BOSTON, Mass. — A U.S. grand jury on Thursday indicted two students from Kazakhstan on obstruction of justice charges, alleging they helped hide evidence related to the April Boston marathon bombing that killed three and injured 264.
Dias Kadyrbayev and Azamat Tazhayakov, both 19, were college friends of surviving bombing suspect Dzhokhar Tsarnaev.
They are charged with removing a backpack containing fireworks and a laptop from Tsarnaev’s dorm room after the FBI released pictures of Dzhokhar and his older brother Tamerlan in an effort to learn the names of the bombers, the U.S. Attorney’s office for Massachusetts said.
The pair were first charged on May 1 with conspiracy and remain in federal custody. They could face up to 20 years in prison on obstruction of justice charges, in addition to five years if convicted on conspiracy charges.
Both also face the possibility of deportation.
Tamerlan Tsarnaev died in a gun battle with police following the release of the images while Dzhokhar, 20, is in federal custody awaiting trial on charges that could bring the death penalty.
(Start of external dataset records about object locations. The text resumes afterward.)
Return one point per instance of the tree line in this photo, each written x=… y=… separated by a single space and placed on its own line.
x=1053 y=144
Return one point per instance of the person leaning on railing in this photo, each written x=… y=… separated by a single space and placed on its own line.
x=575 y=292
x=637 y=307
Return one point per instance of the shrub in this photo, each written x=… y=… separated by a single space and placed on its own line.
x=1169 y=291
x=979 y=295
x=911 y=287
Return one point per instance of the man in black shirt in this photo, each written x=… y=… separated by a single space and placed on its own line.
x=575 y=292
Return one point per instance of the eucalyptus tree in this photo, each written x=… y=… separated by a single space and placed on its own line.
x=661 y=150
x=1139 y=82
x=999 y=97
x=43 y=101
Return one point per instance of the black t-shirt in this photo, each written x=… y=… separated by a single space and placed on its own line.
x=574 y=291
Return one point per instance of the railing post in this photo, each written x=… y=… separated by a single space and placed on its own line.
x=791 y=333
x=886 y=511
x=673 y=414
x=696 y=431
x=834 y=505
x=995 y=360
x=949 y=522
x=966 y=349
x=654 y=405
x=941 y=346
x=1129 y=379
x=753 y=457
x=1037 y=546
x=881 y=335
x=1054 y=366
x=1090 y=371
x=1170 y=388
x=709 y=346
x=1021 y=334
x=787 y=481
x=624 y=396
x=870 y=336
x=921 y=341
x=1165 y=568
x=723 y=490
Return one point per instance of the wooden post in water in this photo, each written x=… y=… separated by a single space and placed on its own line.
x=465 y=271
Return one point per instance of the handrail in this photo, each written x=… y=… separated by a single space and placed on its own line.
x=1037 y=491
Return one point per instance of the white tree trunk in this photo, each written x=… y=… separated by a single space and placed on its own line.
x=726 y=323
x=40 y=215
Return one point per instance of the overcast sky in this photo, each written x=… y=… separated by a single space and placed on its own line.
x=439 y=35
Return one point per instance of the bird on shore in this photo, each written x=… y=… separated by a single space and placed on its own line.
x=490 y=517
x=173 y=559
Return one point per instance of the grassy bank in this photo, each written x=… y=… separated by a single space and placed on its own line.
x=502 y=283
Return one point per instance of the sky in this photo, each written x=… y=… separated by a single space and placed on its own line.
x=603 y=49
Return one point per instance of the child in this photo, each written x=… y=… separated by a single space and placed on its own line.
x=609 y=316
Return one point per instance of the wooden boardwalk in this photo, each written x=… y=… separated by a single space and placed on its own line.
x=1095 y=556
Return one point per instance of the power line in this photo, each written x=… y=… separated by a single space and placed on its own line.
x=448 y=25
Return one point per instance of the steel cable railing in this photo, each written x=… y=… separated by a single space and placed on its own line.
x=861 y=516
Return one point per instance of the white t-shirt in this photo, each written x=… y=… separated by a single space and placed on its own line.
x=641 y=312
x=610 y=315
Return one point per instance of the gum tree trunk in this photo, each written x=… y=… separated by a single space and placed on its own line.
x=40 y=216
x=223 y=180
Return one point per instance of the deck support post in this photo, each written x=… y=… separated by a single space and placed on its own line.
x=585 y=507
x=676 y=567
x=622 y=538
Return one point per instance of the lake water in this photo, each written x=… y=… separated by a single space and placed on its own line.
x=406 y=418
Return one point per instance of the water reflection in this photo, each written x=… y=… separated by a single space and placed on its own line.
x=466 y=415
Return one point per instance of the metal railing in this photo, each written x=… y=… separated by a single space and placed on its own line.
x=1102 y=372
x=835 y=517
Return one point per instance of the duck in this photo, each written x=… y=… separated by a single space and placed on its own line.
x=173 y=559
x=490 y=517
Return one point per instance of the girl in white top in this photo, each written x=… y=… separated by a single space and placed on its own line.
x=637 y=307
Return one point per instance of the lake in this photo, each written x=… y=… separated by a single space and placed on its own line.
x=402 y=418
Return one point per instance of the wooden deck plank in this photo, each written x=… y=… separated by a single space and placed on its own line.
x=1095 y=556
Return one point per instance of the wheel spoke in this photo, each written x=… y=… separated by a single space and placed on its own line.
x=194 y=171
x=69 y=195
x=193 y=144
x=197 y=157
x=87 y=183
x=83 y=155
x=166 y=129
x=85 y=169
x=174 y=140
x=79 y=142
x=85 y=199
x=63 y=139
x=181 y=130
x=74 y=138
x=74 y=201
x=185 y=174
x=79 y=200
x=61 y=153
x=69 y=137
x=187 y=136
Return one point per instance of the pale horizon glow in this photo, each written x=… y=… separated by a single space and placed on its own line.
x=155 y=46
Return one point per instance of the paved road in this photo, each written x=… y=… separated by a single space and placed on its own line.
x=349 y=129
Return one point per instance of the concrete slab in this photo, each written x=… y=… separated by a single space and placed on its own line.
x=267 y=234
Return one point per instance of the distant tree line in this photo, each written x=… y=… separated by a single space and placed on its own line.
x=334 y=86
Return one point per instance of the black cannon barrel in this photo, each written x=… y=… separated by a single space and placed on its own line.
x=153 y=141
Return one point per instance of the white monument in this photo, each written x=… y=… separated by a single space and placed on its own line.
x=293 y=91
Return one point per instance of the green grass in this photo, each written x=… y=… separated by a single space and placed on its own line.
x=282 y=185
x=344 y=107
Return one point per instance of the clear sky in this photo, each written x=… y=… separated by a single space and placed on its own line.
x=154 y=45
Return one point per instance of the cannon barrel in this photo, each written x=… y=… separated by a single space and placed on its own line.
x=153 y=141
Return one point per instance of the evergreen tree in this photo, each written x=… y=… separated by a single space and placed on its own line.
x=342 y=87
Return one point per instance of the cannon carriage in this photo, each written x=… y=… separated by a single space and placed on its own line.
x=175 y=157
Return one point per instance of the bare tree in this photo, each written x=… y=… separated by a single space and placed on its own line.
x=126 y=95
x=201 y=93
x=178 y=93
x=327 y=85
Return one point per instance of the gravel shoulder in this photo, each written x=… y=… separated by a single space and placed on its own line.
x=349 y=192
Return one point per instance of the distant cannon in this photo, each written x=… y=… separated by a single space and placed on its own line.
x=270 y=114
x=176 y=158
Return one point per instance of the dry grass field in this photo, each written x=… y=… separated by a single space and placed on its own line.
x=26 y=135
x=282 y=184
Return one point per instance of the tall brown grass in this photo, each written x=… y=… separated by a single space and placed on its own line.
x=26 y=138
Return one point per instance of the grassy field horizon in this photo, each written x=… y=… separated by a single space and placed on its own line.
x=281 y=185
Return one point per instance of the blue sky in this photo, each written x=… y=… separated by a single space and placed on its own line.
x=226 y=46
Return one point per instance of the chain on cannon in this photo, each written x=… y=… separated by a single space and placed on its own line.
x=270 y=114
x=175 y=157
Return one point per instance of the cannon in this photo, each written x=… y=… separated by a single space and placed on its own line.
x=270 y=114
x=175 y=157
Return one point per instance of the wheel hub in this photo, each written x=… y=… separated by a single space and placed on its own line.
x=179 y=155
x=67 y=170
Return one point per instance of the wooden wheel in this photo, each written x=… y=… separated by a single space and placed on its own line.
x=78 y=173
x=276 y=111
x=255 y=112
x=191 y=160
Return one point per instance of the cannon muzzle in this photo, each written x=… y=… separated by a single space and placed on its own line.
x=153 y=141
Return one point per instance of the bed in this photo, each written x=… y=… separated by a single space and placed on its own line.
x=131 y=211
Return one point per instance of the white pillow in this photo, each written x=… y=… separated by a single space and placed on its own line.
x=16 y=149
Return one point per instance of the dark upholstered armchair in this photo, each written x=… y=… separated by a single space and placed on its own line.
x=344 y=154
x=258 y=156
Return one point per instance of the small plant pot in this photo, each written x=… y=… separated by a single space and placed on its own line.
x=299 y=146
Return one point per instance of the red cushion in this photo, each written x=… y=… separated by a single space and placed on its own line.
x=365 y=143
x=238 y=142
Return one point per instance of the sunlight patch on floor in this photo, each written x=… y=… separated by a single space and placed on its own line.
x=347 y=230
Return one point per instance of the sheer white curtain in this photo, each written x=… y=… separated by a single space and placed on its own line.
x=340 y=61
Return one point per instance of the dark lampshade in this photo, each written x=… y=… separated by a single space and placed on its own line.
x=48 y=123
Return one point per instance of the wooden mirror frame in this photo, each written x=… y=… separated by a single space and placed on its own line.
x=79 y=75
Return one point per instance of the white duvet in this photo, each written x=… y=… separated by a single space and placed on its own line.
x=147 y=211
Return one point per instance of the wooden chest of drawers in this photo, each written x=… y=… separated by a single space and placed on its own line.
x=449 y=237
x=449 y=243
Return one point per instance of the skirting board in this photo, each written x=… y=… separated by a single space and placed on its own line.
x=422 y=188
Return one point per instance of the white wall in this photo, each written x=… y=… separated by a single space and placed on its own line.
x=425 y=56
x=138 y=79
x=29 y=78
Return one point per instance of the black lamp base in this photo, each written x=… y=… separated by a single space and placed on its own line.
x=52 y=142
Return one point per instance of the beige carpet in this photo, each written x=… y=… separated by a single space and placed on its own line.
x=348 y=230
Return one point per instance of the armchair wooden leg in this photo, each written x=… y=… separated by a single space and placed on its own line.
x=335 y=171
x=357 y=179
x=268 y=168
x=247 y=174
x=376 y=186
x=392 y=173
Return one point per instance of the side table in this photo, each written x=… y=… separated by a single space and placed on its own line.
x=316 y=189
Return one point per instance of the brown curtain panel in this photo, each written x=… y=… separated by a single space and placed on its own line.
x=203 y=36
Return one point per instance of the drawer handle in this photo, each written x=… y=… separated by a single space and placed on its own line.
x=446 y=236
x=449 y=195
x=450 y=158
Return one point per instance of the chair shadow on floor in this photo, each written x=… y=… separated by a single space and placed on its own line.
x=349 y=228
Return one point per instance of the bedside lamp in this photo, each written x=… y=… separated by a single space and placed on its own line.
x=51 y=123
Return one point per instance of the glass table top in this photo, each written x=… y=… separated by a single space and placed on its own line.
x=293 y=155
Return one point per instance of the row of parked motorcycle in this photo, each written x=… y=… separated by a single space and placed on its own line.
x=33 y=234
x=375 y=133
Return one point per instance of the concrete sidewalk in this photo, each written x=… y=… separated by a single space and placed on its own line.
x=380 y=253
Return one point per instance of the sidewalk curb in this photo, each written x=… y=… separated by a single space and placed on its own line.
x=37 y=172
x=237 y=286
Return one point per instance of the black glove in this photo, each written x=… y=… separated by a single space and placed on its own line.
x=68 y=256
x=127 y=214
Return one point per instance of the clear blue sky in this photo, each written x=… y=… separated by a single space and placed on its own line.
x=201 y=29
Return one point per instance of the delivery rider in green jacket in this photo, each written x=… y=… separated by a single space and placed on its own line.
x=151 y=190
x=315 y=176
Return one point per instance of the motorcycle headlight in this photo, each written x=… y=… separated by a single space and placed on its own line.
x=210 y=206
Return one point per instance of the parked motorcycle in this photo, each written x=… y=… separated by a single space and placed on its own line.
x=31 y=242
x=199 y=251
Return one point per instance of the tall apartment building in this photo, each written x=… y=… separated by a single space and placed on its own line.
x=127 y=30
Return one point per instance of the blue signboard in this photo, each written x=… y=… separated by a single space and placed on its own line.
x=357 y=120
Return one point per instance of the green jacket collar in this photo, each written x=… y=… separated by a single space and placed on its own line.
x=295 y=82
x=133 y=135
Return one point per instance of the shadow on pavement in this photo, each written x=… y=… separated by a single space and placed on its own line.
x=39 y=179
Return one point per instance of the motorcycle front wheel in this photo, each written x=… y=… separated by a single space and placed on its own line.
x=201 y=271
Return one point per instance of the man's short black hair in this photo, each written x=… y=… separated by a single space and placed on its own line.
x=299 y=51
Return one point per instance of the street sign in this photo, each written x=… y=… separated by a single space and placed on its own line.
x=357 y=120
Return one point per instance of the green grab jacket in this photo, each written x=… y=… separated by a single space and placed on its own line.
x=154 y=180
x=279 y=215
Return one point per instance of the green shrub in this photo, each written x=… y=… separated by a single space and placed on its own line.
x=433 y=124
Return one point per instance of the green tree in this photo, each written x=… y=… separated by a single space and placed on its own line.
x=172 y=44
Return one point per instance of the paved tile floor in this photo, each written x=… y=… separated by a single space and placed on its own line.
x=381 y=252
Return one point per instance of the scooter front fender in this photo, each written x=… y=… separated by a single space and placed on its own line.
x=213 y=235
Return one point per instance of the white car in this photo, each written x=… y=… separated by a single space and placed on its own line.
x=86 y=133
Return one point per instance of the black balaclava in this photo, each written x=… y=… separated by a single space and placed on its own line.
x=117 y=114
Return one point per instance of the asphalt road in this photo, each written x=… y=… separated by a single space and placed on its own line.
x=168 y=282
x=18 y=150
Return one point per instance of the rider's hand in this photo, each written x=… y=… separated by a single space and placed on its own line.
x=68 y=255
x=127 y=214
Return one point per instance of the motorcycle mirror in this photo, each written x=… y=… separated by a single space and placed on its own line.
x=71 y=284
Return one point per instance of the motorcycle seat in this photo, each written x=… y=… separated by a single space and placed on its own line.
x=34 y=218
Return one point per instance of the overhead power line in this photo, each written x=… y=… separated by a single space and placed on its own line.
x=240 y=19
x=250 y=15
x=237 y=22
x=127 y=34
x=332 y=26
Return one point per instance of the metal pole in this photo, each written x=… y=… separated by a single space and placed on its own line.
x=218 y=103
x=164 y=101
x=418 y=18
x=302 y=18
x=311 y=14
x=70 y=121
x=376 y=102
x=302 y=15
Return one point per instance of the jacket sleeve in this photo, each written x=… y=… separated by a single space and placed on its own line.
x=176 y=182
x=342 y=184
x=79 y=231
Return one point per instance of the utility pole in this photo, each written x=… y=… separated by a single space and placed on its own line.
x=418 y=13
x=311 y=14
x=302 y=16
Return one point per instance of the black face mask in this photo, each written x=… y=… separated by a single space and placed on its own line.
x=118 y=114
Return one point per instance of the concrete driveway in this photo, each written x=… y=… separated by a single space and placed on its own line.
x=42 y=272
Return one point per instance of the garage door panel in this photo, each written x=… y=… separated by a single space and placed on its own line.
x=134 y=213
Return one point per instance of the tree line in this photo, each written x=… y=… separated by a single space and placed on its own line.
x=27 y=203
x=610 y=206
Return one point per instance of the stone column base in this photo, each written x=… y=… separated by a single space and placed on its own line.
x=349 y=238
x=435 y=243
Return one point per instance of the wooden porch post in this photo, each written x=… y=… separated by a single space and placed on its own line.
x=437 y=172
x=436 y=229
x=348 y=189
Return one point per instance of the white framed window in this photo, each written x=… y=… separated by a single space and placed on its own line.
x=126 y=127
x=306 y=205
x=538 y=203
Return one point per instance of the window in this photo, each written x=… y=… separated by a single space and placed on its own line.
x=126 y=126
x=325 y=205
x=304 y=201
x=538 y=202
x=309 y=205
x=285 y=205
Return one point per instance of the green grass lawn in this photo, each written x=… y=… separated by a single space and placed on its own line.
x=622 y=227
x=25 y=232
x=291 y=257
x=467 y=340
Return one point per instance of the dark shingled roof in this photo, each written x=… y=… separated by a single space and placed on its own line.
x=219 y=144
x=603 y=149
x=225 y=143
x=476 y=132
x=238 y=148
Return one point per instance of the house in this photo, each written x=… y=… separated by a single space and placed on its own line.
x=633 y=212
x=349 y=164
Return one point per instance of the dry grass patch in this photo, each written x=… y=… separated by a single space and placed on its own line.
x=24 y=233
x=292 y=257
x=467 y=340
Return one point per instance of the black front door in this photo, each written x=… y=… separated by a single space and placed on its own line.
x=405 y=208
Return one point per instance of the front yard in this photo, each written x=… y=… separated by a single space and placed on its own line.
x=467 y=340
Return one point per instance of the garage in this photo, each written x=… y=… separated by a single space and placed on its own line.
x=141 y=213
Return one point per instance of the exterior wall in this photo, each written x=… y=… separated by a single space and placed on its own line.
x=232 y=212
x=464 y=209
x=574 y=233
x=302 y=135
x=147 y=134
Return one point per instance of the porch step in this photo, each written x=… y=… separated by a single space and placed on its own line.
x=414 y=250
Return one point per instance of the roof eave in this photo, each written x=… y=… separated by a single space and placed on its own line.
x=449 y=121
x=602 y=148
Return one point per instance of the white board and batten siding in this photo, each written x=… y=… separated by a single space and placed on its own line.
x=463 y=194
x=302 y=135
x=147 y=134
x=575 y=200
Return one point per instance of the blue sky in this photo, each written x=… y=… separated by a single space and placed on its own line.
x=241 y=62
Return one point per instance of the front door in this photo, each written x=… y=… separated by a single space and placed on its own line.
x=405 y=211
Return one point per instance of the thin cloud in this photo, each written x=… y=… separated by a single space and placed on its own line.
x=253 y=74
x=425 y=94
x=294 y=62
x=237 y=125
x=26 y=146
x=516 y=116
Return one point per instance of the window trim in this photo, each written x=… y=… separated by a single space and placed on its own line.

An attorney for Tazhayakov, Arkady Bukh, said he had been trying for the past three months to persuade federal prosecutors to drop charges against his client.
“There was no motive and no order from Tsarnaev to destroy evidence,” Bukh said in a phone interview. “Unfortunately, we couldn’t convince them. At this time there is little left but to go to trial.”
Kadyrbayev’s attorneys could not be reached for immediate comment.
The initial charges against the two Kazakh students and another criminal count, making false statements in a terrorism investigation filed against Robel Phillipos of Cambridge, Massachusetts, came weeks after the April 15 bombing.
They trace back to the evening of April 18, three days after the attack, when the FBI released still images from videos taken at the race’s crowded finish line showing the two brothers, wearing baseball caps and carrying backpacks near the site where two homemade pressure-cooker bombs exploded.
After seeing the pictures and realizing one was their friend, the Kazakh students got in touch with Dzhokhar Tsarnaev, who told them by text message they “can go to my room and take what’s there.”
Later that night, Dzhokhar and Tamerlan hastily planned to flee Boston, first killing a university police officer in an attempt to steal his gun, then carjacking a man and finally engaging in a gun battle with police in Watertown, Mass. that ended when Dzhokhar ran over and killed his brother, escaping police.
Dzhokhar’s escape prompted a day-long manhunt that shut down most of the greater Boston area and ended only when he was found, hiding in a boat parked in the backyard of a home.
Tsarnaev made his first appearance in court last month, where he pleaded not guilty to all charges associated with the attack and its aftermath.
Phillipos’ lawyer said in a court filing on Thursday they are “engaged in negotiations aimed at a possible resolution of this matter” and a judge granted his request to waive a probable cause hearing that had been scheduled for Monday.